The peregrinations of James Hill’s horseless carriage around Fleetwood must have stimulated many ideas in the heads of some of the very town fathers who banned his vehicle from the streets of the town, for Fleetwood was soon to become the home of a company that was to make custom car bodies for some of the greats in show business as well as many others in the upper crust.
Fleetwood is located in Berks County, Pennsylvania, which attracted many early settlers of German extraction who became known as the Pennsylvania Dutch with a reputation as careful craftsman who took pride in the perfection of their work. The turn of the century found many of these Pennsylvania Dutch working in vehicle factories in such towns as Reading, Hamburg, Boyertown … and Fleetwood. These factories produced many fine cars, such as the Daniels, the Dile, the SGV, the Acme, the Duryea “Buggyaut” and others known only to antique-car lovers.

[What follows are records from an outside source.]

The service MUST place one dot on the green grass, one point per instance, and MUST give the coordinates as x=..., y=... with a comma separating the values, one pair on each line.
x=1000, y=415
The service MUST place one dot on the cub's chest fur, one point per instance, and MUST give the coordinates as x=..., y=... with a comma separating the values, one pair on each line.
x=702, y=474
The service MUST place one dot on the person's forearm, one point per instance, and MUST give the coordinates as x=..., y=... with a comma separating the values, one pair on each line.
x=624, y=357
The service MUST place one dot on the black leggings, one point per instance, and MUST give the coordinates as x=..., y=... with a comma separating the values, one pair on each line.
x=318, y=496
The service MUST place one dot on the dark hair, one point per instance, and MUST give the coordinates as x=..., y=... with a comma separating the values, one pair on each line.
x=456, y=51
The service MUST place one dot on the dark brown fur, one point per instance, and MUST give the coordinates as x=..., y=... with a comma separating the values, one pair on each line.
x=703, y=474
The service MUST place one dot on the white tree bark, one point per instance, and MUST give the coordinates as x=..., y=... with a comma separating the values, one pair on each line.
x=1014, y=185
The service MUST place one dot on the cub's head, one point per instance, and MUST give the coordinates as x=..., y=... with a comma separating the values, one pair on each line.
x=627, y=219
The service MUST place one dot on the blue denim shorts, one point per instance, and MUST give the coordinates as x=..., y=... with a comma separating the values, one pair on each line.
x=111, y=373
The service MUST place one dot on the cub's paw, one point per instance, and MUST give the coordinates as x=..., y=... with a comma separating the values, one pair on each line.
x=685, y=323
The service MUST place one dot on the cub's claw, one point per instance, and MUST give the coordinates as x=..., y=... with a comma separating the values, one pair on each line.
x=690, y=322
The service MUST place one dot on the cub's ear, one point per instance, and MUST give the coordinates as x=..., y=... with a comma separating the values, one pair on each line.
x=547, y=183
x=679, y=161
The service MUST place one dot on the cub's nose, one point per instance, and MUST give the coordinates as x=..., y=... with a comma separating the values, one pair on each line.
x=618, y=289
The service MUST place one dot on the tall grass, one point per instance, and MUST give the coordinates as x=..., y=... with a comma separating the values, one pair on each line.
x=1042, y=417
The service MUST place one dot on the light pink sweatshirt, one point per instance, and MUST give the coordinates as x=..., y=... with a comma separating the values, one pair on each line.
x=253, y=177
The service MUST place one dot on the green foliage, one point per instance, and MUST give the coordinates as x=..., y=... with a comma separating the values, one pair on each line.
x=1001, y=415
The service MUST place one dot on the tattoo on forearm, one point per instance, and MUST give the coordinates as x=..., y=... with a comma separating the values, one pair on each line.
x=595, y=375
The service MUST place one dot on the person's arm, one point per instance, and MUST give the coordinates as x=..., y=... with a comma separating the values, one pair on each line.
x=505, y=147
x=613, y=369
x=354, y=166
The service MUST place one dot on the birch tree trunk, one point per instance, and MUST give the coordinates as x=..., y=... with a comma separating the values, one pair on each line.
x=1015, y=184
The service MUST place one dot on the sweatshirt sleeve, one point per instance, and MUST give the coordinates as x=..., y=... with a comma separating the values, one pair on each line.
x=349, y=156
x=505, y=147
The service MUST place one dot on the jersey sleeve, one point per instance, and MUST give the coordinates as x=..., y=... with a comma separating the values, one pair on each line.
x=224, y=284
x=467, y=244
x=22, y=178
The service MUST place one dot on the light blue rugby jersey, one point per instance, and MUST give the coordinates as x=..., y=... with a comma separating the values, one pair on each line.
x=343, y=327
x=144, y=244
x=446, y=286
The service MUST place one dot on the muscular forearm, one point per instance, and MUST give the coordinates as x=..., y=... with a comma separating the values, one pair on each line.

The Duryea brothers, who established their plant in Reading, are credited with having produced the first truly manufactured cars in the United States after having invented the spray carburetor and adopted the first pneumatic tires.
But of particular interest to car wash operators would be the way the Fleetwood Metal Body Company was founded in 1909 to make custom cars built around chassis and engines carrying what were to become some of the greatest names in automobile history: names such as Packard, Rolls-Royce, Lincoln, Dusenberg, Mercedes-Benz and Isotta-Fraschini.
Needless to say, the people who ordered these custom-built Fleetwood cars were in the clover. People such as Andrew Carnegie and the Vanderbilts as well as many of the royalty from overseas. In this country, especially, many Fleetwoods were ordered by Hollywood movie stars such as the great Theda Bara, the ever-popular Mary Pickford and Rudolph Valentino the magnificent lover, to name a few. This generated a great deal of publicity for the Fleetwood name and helped to launch a Hollywood mania for luxurious automobiles.
Needless to say, these Fleetwood cars were considered by many to be the best in the world, using as they did the finest engines, the richest leathers, the best suspension systems, the most luxurious of fabrics, the most meticulous craftsmanship available.
Such vehicles likewise demanded the best in car care, and it may well be that the care demanded by the Hollywood stars in having their cars washed may have played a key role in popularizing car washing as a professional service.